Green tea (matcha) ice-cream with red bean.

2013, now. Flora’s eight and a half. A specimen of physical perfection: healthy, strong, athletic, beautiful. She kicks ass in Tang Soo Do. Does one-handed cartwheels for fun. Can outrun just about every boy on the Common, except for her big brother.

Eats when she’s hungry. Doesn’t eat when she’s not. Snacks on chickpeas. Loves ice cream. There’s no TV or glossy magazines in the house. She’s still lives in a bubble, at least some of the time.

But when she gets out of the bath tub, when she’s in the swimming pool change room—not always, but every once in a while, I see her looking at herself in the mirror—critically.

It rips at my insides.

I thought I could save her.
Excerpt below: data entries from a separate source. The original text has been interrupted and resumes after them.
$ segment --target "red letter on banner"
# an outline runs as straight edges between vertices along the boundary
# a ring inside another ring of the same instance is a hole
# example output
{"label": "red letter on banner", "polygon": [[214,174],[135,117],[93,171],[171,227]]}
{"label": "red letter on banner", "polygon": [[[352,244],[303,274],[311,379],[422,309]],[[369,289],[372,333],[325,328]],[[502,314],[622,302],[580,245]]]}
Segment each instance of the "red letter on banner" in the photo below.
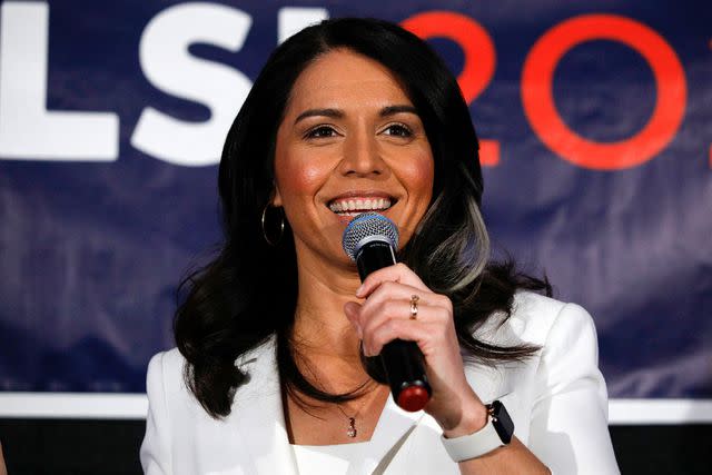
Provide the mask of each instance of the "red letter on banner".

But how can I? She has nine-year-old friends who talk about diets—who are on diets. Too many women in her life, around her torturing themselves, hating themselves. Unhappy with themselves. Passing the message on.

It’s everywhere. She’s learned “fat” is a horrible insult when thrust at a woman. She’s learned the look, shape of her body is what matters the most to too many people.

She’s not even nine yet. She still doesn’t know about designer jeans. But she knows this.

I thought I could save her.

But you won’t let me.

Inspired by Urban Moo Cow‘s guest post on Finding Ninee in the This is Our Land Series: The Greatest Gift

* My kids are brilliant. Deal with it.